There is something to this! And yet, it’s just wrong about how to teach programming. Programs that teach programming are stupid — they’re for tourists. The motivating impulse is noble, and I’d use one to give a class of students an idea of how computers work, but the talented engineers that emerge from that class will abandon such toys as soon as they can.
This is how people like Alex and myself learned to do the things we can do. Like anyone else, we like some things about ourselves, and we don’t like things that we perceive as threats to the cultural dynamics that made us the way we are.
And I think this is why we don’t like the idea of the iPad. More abstraction is good for users and bad for budding engineers. A kid today will learn much less about engineering from an HDTV’s on screen menu than he would from my grandparents’ chunky black & white set. There’s just more complexity to sort through, and replacing those raw objects d’engineering with stupid toys that represent what some engineer thinks is important about engineering — well, I’m not sure there’s a better alternative, but really it’s just adding another layer of abstraction, one that will inevitably have to be peeled back. The entry point to the stack is getting further and further away from its bottom; the task ahead of those kids is getting harder and harder.

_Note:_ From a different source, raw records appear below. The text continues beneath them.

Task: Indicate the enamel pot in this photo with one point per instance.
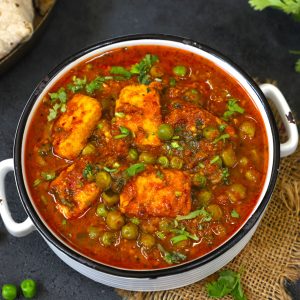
(175, 276)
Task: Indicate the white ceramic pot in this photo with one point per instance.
(176, 276)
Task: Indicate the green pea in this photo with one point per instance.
(176, 162)
(204, 197)
(108, 238)
(103, 180)
(101, 210)
(147, 240)
(163, 160)
(192, 95)
(247, 128)
(9, 292)
(147, 158)
(215, 210)
(130, 231)
(165, 132)
(199, 180)
(115, 220)
(110, 198)
(93, 232)
(229, 157)
(28, 287)
(210, 132)
(179, 70)
(166, 225)
(133, 154)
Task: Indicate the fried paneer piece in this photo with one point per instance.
(193, 117)
(139, 106)
(150, 195)
(72, 193)
(73, 128)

Fortunately, we’re not all going to be issued iPads. The personal computer will continue to exist. It’s still quite modular, projects like Linux are still going strong, and the geeks of tomorrow will still be able to get a foothold as they begin to figure out how the world works. But hopefully this explains why things like the iPad are galling to people like me. My objections aren’t really technical; they’re cultural.
UPDATE: Tim feels similarly. Imagine that!